Paulsons Toxic Plan Not Of Much Use To Foreclosure Victims
From trends being noticed since October it seems that Henry M. Paulson’s toxic plan is not going to be of much use for foreclosure victims. The observers are getting inconsistent signals.
Paulson has decided not to buy soured bank assets. This indicates that he has drawn two conclusions regarding the jumbo $700 bailout package.
Firstly it seems he has realized that the plan would not work out properly. Secondly it appears that the financial and economist pundits who were wary about the direct injection of capital into the banking system seems to have been in the right from the very beginning.
Paulson recently announced that the federal government would soon give up the plans of purchasing troubled mortgage-supported securities from the banks and other jumbo investors. It will now concentrate on how to defreeze the credit markets. Only a week after launching the bailout package Paulson has started giving indications that the focus of help had changed. The money would now go to buying preferred shares of the banks to allow for flow of capital. With the replacement of slow IV drip with an adrenaline shot sent direct to the heart, the stock market got a boost for few weeks. The recent announcement is not a surprise but a re-statement of something that has already happened. $60 billion is yet to be spent from the original outlay of $350 billion. So far the purchase of soured assets has not taken off.

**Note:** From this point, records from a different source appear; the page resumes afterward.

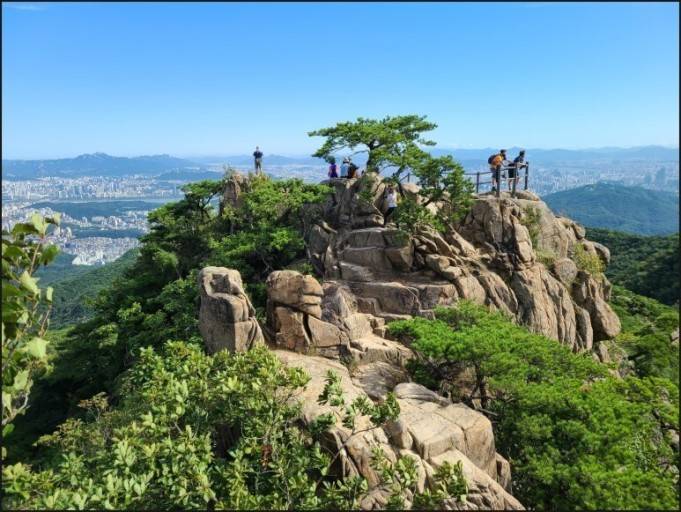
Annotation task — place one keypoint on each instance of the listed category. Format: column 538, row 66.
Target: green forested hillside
column 121, row 383
column 612, row 206
column 73, row 294
column 647, row 265
column 577, row 437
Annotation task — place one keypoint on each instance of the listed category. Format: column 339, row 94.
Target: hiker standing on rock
column 345, row 168
column 333, row 173
column 391, row 200
column 257, row 154
column 496, row 162
column 518, row 163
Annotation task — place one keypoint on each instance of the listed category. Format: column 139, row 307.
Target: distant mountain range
column 96, row 164
column 101, row 164
column 612, row 206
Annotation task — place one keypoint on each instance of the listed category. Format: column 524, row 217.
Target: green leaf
column 20, row 381
column 39, row 223
column 49, row 253
column 6, row 400
column 36, row 347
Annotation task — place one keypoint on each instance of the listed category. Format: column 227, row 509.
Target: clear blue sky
column 197, row 79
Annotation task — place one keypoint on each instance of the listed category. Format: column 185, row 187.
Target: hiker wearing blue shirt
column 345, row 167
column 257, row 155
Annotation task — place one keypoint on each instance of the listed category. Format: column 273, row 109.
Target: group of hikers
column 499, row 163
column 348, row 169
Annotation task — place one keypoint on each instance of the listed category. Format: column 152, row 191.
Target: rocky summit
column 509, row 253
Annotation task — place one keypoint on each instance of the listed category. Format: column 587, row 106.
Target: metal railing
column 505, row 169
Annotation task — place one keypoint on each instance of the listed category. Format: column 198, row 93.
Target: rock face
column 491, row 258
column 226, row 317
column 511, row 254
column 430, row 430
column 294, row 315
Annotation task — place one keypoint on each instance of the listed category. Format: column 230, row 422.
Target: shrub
column 25, row 313
column 209, row 432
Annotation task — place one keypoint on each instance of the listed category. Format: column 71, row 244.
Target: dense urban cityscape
column 97, row 239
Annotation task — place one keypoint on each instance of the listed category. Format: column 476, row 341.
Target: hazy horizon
column 301, row 155
column 218, row 79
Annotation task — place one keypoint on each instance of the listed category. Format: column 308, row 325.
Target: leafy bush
column 24, row 315
column 207, row 432
column 647, row 326
column 576, row 437
column 156, row 298
column 647, row 265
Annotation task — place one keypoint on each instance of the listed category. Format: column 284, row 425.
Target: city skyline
column 218, row 79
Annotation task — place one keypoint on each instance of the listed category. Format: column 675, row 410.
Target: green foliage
column 531, row 218
column 577, row 437
column 74, row 294
column 156, row 298
column 411, row 217
column 401, row 477
column 588, row 261
column 383, row 139
column 442, row 181
column 613, row 206
column 393, row 143
column 647, row 265
column 647, row 327
column 25, row 313
column 208, row 432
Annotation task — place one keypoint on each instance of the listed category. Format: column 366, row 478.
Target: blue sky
column 217, row 79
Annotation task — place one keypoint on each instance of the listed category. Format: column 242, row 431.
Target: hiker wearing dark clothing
column 391, row 201
column 257, row 155
column 333, row 170
column 345, row 166
column 518, row 163
column 496, row 163
column 352, row 170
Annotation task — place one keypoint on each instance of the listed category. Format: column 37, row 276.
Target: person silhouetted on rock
column 391, row 201
column 496, row 163
column 257, row 155
column 333, row 173
column 345, row 167
column 352, row 169
column 518, row 163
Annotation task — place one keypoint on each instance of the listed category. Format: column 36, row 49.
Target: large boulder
column 428, row 424
column 296, row 291
column 226, row 316
column 294, row 315
column 588, row 292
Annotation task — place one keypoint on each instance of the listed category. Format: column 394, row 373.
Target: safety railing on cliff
column 503, row 177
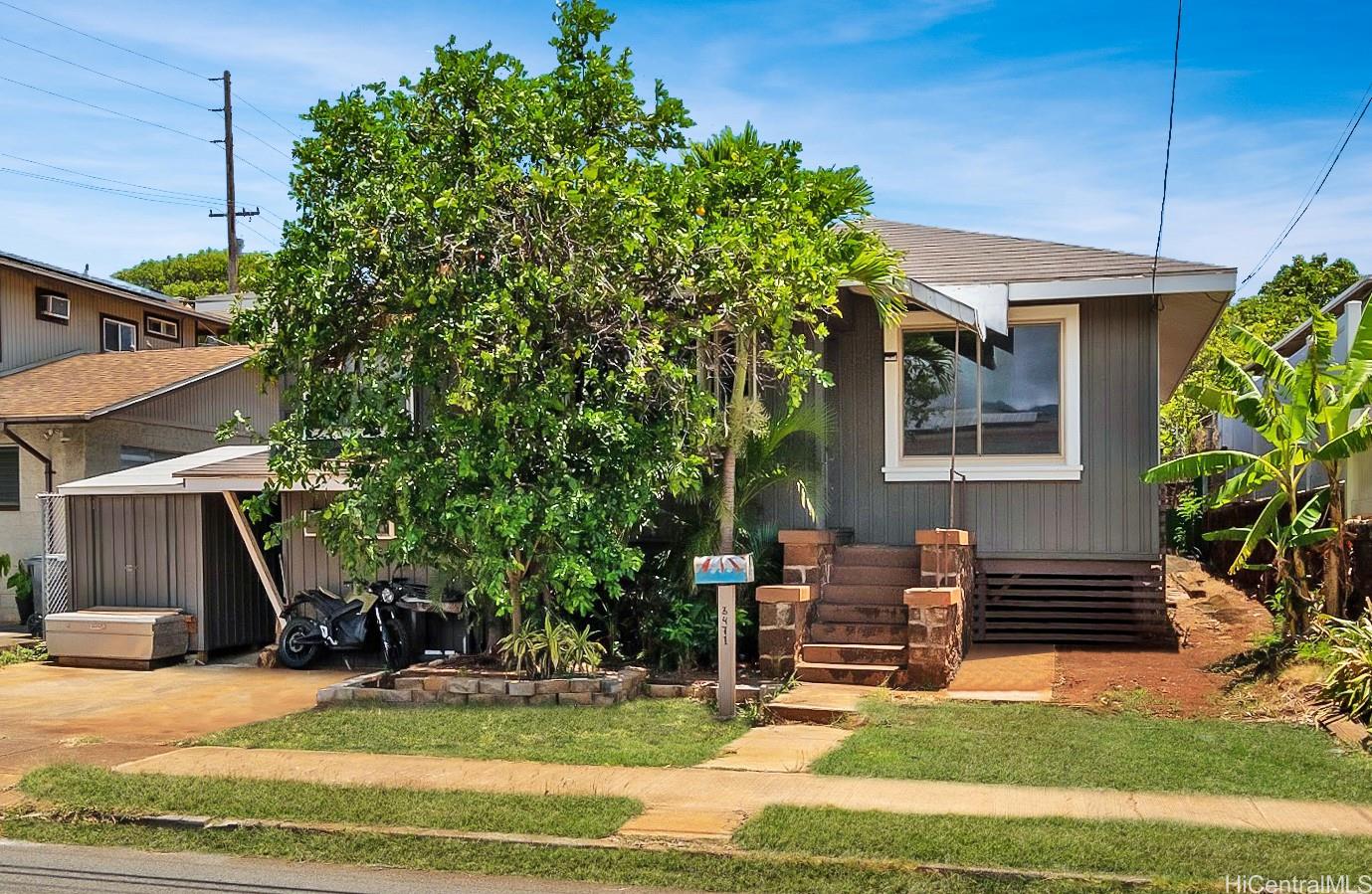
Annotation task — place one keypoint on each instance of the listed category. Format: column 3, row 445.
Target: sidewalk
column 708, row 803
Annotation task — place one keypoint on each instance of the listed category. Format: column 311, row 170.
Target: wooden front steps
column 858, row 630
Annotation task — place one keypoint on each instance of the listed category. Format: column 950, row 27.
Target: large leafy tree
column 475, row 318
column 1284, row 302
column 196, row 274
column 775, row 240
column 1312, row 413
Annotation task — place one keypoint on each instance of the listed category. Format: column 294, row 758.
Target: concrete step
column 858, row 633
column 844, row 614
column 864, row 594
column 876, row 554
column 850, row 673
column 854, row 653
column 882, row 575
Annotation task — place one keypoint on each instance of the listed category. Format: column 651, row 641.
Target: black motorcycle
column 318, row 620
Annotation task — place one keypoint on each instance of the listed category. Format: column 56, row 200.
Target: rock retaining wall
column 452, row 686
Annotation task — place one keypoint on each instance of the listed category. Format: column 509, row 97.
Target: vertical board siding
column 25, row 339
column 236, row 608
column 1107, row 514
column 137, row 551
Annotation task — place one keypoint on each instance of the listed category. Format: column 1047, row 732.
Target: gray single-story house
column 1017, row 399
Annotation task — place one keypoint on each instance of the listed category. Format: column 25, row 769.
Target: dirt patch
column 1213, row 620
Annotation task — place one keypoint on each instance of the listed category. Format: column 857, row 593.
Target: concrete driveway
column 55, row 715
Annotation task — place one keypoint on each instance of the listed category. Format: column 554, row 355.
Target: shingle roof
column 938, row 256
column 87, row 386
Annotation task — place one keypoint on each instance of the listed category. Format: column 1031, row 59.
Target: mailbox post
column 726, row 572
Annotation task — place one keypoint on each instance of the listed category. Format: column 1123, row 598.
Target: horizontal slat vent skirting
column 1069, row 602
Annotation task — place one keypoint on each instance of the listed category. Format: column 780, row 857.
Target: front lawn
column 773, row 874
column 1043, row 745
column 643, row 732
column 137, row 795
column 1147, row 849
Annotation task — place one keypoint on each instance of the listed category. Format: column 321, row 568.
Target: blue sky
column 1042, row 119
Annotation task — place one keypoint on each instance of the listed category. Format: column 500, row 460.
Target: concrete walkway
column 716, row 801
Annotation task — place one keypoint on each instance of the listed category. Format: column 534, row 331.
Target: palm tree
column 778, row 240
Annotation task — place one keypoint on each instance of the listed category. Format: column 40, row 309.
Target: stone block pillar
column 781, row 623
column 938, row 623
column 807, row 554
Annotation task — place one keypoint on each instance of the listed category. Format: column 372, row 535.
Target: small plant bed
column 471, row 680
column 764, row 872
column 1043, row 745
column 1053, row 843
column 130, row 795
column 644, row 732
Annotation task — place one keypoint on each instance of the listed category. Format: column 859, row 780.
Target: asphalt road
column 26, row 868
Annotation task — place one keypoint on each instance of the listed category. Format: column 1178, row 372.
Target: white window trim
column 50, row 313
column 1065, row 466
column 122, row 325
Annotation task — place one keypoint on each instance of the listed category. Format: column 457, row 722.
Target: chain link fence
column 55, row 579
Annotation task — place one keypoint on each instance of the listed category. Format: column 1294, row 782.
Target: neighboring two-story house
column 98, row 376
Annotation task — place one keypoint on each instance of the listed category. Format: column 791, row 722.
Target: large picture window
column 1010, row 401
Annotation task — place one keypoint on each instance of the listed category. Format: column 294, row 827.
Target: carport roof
column 165, row 476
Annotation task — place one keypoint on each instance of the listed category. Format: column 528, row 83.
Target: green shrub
column 550, row 647
column 1350, row 680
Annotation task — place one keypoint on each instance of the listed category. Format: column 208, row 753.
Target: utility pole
column 231, row 210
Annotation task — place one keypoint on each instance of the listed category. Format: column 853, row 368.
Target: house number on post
column 724, row 572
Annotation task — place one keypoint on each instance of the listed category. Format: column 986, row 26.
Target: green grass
column 24, row 654
column 94, row 789
column 1042, row 745
column 774, row 874
column 643, row 732
column 1150, row 849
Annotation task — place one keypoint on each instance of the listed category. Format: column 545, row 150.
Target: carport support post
column 256, row 554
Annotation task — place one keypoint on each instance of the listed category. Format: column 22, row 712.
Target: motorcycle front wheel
column 294, row 647
column 395, row 643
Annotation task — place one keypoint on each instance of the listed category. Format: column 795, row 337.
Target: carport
column 151, row 538
column 173, row 534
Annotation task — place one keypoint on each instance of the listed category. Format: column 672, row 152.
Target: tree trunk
column 1334, row 549
column 512, row 585
column 733, row 444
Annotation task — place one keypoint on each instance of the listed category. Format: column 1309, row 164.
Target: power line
column 1349, row 129
column 110, row 180
column 249, row 133
column 108, row 111
column 293, row 134
column 103, row 75
column 100, row 40
column 125, row 194
column 261, row 170
column 1166, row 158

This change of course has put USA at par with the measures being taken by Britain and the rest of Europe. Direct re-capitalization of the banks has become the rule here and the response to financial problems.
Concerns are being raised about the inconsistencies of Paulson. The original plan was labeled TARP – Troubled Asset Relief Program. In the maze of all this shifting the humble foreclosure victim is getting lost and forgotten. Campbell R. Harvey of Duke University said, “This was a major piece of legislation. TARP was what people were voting on, and now he announces that TARP is not going to be TARP.” Paulson and also the Congress are now failing to define the goal of TARP. It was targeting the troubled banks in the beginning but now the talk is about both banks and non-banks. The foreclosure issue seems to be lost in a maze of policies.